Puis la Marseillaise retentit. Le week-end du FN avait commencé dans la cacophonie des différentes salves entre père et fille. Dimanche après-midi, la fille semble avoir eu le dernier mot, jusqu’au prochain épisode de la saga familiale.
Jean-Marie Le Pen : l’absent omniprésent
Jusqu’au dernier moment, le fondateur du Front National, exclu de son parti aura préservé le suspens. Chronique d’un début d’après-midi où Jean-Marie attendu par certains, redoutés par d’autres a brillé par son absence. En arrivant au Parc Chanot dimanche, sous un franc soleil, il suffisait de quelques secondes pour que l’on parle de lui. Lui, Jean-Marie Le Pen. Sa présence ou non lors du dernier jour de l’université d’été du Front National était sur toutes les lèvres. Elus, journalistes et militants avaient leur avis sur la question.
Jean et tee-shirt noir
Philippe, la quarantaine déambule devant le hall où doit se tenir le discours de Marine. Il lance à une équipe de journaliste : « Avec ma femme nous étions au repas qu’organisait Jean-Marie hier. C’est certain il sera là, vers 14h… peut être 14h30. Juste avant le discours de Marine en tout cas ». En ce qui concerne la question de la sécurité en cas de présence de celui que personne ne désire parmi les dirigeants actuels du FN, Philippe est tout aussi bien renseigné : « Je ferai partie de son équipe. Si le service d’ordre en place ici nous laisse entrer tout ira bien. Sinon, on se chargera physiquement de permettre Jean-Marie Le Pen d’entrer dans la salle ». L’avertissement est lancé.

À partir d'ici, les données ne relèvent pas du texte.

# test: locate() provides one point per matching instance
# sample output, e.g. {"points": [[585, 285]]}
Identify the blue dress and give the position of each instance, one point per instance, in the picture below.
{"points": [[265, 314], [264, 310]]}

Le temps passe et la rumeur d’un « coup » de Jean-Marie Le Pen s’affaibli soudain. Peu avant 14 heures 30, l’info se répand, Jean Marie Le Pen a fait savoir à certains journalistes qu’il ne jugeait pas bon de venir. Après avoir résidé au Sofitel Palm Beach, sur la Corniche, un avion l’attend sur le tarmac de Marignane. Au même moment, Marine Le Pen débute son discours, soulagée, certainement.